David Royko Psy.D
Music Ramblings: Oct 24, 2007, Chicago's homegrown virtuosi of phlegm and electronica
Chicago's homegrown virtuosi of phlegm and electronica
(London Symphony & Chicago Symphony)
Oct 24, 2007
Last night I heard the last of the four concerts of Haitink and the Chicago SO in Wagner’s Siegfried Idyll (original chamber version) and the Mahler 6th. Besides the nice concept of tributes to wives (Wagner’s gift, Mahler’s Alma theme), I prefer the Mahler all alone on a program (especially as Haitink’s clocked in at 90 minutes), but the Wagner was nicely done. The 6th was exceptional. And those hammer blows were something to see even more than hear. The new principal percussionist, Cynthia Yeh, a diminutive Taiwanese woman, ascended a 3-step platform and swung a hammer with a handle nearly as long as she is tall, her feet seeming to leave the ground. Those who hadn’t noticed her until that first blow had their eyes glued to her, along with everyone else in the hall, when she moved into position for the second (and, in this case, final) hammer blow. Watching her, at the end of last season, whacking the bass drum in Verdi’s Requiem was a sight to see, but last night she was entering Evelyn Glennie’s visual-drama territory.

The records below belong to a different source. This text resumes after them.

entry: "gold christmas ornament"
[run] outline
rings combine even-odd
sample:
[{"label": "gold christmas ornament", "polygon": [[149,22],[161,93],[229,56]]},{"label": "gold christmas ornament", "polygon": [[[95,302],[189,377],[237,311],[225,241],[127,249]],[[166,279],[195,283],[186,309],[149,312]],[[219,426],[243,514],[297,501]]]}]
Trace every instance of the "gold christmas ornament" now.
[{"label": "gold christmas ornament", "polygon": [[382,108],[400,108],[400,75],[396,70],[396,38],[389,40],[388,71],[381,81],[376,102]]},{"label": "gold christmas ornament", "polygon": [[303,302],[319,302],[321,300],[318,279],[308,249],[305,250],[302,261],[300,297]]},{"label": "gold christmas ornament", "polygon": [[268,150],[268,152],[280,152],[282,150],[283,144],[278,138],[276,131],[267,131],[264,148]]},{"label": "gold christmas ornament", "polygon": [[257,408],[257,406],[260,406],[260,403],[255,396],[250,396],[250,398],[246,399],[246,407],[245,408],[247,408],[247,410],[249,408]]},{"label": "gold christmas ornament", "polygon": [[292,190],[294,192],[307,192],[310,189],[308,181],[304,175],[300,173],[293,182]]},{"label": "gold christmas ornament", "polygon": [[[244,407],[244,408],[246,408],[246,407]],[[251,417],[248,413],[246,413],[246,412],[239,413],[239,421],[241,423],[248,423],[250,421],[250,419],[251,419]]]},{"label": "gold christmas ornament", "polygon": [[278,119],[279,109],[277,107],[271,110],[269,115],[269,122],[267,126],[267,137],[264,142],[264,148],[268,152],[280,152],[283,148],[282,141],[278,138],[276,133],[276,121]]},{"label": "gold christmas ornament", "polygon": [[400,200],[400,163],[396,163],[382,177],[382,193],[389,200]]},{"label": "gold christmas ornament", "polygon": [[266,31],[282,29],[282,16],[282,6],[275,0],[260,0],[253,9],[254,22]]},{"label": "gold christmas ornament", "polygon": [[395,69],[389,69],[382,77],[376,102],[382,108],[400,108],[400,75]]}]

But the audience was Chicago at its most bronchial. I can’t believe idiots who insist on going to concerts when they have a persistent cough or sneeze. The capper was at the very end, as the music faded into silence just before the final blow (sans hammer). A half-second before impact, the silence was filled by a loud sneeze.
But at least all extraneous sounds last night came from lungs, throats and noses. The night before, with the background of Beethoven’s 4th Piano Concerto (Paul Lewis) and the Eroica with Colin Davis and the LSO (fine work from Lewis, absolutely gorgeous playing from the orchestra, deeply satisfying old-school performance from Davis), the plentiful congestion-related explosions were augmented by the repeated dropping of cell phones and blackberries, talking, noisy exits (in the middle of the funeral march), and worst of all, the ringing cell phone. First it “rang” at least a dozen times, the owner apparently ignoring it, which was impossible for everyone else in the hall. Then about ten minutes later, it “rang” steadily and Would. Not. Stop. A crescendo from the stage would drown it out, and then as the music got quieter, there it was, still going. Repeat. Repeat. My only comfort was fantasizing that the phone’s owner had already died--that way, I wouldn’t have to do it myself.